Happily, Ray Soleil and I were interested in the Eighteenth-Century pastel portraits. No crowds there. Lots of lovely things, but lots of not-so-lovely things as well, including one piece of rather dreadful kitsch by Anton Mengs, the bust of an éphèbe with rancidly liquid eyes and a crown of roses — the template for a thousand ghastly late-Nineteenth Century candy boxes. Most of the beautiful things are French — a Nattier, some Coypels, a few Quentin de la Tours — but what caught my interest most was a pastel by Gainsborough, who didn’t do much in the medium. It’s a small, half-length portrait of the fourth Duchess of Marlborough. Her head and hair are finely modeled; her dress and lace shawl are a riot of impressionistic strokes. In reproduction — the Museum Bulletin for Spring 2011 is effectively this exhibition’s catalogue — the picture has an anemic air, because the palette is almost that of grisaille, with shades of blue and pink emerging only after your eyes adjust (the duchess’s face, it must be said, is grey); but in the life it is a formidably attractive portrait.

Among the Quentin de la Tours, there was a sketch for his portrait of Louis XV — a sketch that is fairly finished enough for most purposes. What’s striking about the artist’s portraits of the king is the care that they take to show the royal five-o’clock shadow. This can only be meant to reassure us that beneath the powder and the finery there pulses what Fossil calls a manly man. We are certainly not supposed to think that Louis needed a shave. The effect is quite indecent.

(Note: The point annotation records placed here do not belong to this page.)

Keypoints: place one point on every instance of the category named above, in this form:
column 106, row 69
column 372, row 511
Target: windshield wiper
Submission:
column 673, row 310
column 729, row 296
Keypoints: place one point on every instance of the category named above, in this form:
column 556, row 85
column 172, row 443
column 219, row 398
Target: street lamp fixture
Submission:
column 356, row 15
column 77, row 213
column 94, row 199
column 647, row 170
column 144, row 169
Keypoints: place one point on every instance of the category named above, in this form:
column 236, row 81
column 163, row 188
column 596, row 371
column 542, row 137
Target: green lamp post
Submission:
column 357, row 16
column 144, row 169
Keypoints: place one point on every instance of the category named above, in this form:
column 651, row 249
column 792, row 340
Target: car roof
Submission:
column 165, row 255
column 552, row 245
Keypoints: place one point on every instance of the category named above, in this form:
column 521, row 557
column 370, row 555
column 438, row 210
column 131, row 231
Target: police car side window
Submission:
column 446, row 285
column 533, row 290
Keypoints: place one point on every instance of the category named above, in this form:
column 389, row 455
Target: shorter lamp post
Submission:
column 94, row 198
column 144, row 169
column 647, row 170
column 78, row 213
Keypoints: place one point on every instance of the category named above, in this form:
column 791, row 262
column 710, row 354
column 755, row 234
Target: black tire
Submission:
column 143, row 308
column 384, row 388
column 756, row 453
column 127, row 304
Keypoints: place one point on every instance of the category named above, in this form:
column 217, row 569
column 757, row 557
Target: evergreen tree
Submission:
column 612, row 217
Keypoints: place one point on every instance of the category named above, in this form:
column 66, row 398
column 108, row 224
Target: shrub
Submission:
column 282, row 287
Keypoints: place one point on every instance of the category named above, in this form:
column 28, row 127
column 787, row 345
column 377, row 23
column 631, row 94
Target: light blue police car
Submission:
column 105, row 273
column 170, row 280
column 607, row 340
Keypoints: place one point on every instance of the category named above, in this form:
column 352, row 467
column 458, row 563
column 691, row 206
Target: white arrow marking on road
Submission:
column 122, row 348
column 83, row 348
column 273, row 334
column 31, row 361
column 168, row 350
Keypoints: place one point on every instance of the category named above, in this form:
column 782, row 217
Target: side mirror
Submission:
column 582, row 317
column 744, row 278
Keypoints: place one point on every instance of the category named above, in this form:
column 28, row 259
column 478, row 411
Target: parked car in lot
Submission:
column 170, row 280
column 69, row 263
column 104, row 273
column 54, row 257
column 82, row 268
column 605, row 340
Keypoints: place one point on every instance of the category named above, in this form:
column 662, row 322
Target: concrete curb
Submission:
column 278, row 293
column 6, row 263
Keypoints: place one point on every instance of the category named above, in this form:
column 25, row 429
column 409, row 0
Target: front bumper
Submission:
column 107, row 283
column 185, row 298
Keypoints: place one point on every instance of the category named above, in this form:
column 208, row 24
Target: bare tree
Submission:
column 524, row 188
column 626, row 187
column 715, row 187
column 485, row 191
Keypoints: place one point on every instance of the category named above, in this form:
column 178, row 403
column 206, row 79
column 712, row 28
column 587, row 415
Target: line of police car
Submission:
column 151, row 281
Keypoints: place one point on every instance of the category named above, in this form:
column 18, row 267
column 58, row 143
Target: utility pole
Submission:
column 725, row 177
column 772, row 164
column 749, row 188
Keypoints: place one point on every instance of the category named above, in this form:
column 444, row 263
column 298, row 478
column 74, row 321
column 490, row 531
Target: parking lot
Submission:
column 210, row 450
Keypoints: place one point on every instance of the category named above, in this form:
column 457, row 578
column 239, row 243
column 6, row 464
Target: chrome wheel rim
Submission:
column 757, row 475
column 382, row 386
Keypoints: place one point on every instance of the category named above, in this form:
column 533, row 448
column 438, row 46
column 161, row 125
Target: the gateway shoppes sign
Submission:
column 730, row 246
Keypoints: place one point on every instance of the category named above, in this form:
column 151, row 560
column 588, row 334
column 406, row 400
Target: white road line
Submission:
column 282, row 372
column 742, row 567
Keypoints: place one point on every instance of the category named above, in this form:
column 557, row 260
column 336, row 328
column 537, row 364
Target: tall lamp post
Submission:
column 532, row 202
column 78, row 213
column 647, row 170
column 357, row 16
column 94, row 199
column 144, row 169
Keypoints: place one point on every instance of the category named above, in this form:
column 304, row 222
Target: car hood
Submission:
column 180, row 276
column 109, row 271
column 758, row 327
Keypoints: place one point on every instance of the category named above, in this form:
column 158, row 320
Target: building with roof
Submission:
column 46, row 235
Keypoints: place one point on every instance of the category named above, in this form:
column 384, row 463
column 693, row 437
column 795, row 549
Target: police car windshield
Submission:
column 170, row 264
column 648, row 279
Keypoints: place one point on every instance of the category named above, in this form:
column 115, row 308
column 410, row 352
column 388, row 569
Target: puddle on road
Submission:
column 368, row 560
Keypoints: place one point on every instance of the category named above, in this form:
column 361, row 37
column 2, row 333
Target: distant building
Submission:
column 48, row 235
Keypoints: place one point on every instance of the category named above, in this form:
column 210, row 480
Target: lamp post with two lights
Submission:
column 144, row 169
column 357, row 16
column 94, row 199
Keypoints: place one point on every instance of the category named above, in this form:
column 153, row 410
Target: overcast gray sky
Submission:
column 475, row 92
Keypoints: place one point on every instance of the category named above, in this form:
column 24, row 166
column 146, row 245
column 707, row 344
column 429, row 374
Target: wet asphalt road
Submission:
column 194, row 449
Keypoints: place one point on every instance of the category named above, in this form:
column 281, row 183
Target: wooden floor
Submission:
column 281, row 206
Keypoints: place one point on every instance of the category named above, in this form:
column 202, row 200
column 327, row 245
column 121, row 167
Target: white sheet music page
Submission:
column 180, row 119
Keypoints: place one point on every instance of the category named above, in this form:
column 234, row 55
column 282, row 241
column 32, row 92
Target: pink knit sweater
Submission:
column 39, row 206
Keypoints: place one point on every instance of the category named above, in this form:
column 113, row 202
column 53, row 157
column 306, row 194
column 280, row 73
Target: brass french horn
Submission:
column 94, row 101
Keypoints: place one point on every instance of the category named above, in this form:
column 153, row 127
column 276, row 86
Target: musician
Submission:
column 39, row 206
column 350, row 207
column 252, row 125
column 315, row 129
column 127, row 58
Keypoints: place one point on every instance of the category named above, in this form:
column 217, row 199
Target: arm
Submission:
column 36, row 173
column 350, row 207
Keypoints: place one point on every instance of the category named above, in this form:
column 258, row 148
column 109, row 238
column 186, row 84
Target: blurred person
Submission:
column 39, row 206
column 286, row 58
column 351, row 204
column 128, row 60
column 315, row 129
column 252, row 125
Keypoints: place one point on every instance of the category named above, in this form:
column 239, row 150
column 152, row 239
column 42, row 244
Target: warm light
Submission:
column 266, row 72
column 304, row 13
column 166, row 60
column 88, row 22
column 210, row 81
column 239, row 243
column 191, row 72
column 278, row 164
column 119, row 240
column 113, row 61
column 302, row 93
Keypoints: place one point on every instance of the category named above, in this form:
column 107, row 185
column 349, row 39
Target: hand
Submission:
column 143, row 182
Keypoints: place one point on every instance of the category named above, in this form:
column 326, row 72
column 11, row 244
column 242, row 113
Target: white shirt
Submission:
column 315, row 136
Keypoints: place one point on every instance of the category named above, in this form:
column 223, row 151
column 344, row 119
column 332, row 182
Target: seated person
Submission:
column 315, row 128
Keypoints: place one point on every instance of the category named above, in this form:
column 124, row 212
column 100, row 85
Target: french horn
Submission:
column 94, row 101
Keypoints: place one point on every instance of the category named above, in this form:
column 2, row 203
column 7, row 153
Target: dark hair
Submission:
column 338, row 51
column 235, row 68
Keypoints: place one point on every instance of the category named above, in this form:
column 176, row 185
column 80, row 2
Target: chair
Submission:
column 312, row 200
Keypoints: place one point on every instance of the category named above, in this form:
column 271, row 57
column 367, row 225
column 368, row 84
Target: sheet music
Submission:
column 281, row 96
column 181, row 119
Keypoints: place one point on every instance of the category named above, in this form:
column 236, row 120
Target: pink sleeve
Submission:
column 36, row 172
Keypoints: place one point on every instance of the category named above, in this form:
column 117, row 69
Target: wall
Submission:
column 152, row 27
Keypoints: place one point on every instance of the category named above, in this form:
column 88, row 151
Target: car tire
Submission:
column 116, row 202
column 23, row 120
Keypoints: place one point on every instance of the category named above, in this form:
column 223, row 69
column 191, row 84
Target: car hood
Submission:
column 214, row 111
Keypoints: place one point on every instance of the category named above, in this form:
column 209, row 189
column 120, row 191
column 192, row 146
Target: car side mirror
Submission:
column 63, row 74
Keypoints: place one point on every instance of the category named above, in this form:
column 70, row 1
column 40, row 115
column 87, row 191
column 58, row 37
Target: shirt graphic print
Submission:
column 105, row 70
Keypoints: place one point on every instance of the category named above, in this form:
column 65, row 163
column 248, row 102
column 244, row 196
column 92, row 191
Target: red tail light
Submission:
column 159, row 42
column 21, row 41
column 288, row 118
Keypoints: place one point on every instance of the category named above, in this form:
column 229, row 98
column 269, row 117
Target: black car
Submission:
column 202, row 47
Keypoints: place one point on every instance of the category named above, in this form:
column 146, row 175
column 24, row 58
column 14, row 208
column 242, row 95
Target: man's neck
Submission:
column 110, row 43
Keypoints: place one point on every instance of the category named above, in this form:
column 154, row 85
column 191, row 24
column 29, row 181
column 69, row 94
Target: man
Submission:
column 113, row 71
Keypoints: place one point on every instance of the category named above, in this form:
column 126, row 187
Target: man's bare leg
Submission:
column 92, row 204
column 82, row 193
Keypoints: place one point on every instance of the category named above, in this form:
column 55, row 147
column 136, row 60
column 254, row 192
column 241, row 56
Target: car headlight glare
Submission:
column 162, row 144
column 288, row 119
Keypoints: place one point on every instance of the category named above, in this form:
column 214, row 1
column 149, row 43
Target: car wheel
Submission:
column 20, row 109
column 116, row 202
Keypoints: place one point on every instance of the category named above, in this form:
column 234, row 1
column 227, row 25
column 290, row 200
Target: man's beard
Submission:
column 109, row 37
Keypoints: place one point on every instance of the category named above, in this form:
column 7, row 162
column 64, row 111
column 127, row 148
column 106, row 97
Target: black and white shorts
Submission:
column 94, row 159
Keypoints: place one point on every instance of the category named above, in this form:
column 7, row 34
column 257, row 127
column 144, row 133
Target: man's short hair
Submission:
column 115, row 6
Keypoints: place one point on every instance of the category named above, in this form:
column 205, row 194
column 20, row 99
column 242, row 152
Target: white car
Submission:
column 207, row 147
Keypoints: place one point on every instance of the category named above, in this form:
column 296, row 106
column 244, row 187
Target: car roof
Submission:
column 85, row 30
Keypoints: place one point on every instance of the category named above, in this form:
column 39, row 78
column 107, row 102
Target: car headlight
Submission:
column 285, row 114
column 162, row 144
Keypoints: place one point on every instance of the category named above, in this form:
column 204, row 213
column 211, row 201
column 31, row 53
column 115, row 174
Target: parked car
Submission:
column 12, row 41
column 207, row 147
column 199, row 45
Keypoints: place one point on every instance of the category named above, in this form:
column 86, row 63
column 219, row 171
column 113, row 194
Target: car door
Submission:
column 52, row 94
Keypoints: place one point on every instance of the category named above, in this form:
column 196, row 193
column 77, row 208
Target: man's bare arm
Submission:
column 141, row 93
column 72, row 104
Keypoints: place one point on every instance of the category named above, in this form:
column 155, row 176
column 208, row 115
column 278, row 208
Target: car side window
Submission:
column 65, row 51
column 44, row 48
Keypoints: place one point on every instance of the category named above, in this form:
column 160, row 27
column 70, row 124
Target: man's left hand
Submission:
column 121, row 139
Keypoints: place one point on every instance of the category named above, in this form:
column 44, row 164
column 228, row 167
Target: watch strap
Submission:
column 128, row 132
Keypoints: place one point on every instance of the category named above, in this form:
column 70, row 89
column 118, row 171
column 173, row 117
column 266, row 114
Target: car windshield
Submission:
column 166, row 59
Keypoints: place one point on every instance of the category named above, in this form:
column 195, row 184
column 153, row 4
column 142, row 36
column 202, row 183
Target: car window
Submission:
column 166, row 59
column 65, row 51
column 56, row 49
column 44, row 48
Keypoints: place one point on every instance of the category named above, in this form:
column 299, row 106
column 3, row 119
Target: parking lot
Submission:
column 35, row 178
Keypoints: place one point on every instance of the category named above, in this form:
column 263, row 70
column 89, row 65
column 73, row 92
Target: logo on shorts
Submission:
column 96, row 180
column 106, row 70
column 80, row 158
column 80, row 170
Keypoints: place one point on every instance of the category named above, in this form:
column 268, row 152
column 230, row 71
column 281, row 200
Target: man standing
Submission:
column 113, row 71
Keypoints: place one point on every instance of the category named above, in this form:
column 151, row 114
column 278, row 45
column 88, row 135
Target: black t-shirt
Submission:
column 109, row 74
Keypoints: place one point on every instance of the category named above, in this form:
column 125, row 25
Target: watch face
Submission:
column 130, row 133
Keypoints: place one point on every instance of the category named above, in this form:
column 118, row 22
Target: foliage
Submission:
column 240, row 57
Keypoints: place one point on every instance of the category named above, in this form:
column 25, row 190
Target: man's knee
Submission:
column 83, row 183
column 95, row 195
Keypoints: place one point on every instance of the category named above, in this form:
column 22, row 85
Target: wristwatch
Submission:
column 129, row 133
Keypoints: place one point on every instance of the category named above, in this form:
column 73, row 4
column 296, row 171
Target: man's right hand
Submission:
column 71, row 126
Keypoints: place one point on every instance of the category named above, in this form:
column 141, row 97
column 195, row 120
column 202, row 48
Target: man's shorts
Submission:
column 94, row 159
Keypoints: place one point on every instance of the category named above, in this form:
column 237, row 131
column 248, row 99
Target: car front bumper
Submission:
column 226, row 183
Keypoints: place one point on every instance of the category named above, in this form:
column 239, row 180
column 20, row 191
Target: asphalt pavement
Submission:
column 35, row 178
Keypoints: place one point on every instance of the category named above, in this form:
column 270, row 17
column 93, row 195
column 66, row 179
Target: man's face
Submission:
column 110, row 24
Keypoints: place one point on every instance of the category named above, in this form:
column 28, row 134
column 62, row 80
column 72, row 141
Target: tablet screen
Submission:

On our way to the pastels, Ray and I stopped in at the Rooms With a View show, which occupies a small quarter of the old-master special exhibition space. Like most shows with a theme, this one features works of widely varying quality, with the result that the really good things stand out all on their own, without your having to know anything about them. (If you want to know how great Mozart is, listen to Salieri or Gluck.) It’s no surprise to cross the room, drawn by a dream of romantic concision, and find that it’s the work of Caspar David Friedrich.

Two of the pictures are views from the Villa Medici — which still accommodates, according to Wikipedia, the French Academy in Rome — that feature St Peter’s and Castel Sant’ Angelo off in the distance, the Castel looking rather small in both. One is a painting (1817) by Jean Alaux, and one is a watercolor (1863) by Constant Moyaux. Both artists were Prix de Rome winners. We wondered what had become of the Prize, and were distressed to learn later that André Malraux put an end to it in 1968, that awful year for the French establishment. “Stupid,” said Ray, when I told him.

As you can see, those horrible concrete garden statues are still gracing the portal of the Duke-Semans Mansion at 1009 Fifth Avenue, right across the street from and a smack in the ey of the Museum. It would probably be going to far to say that the house is currently being gutted, but evidence suggests that the new owner has contracted for an extensive renovation. Since the statues of Feebus and Phlora were not the first things to go, we hope that they’ll be the last. We will miss them, mostly because, when they’re gone, no one will believe us when we say that they were ever there.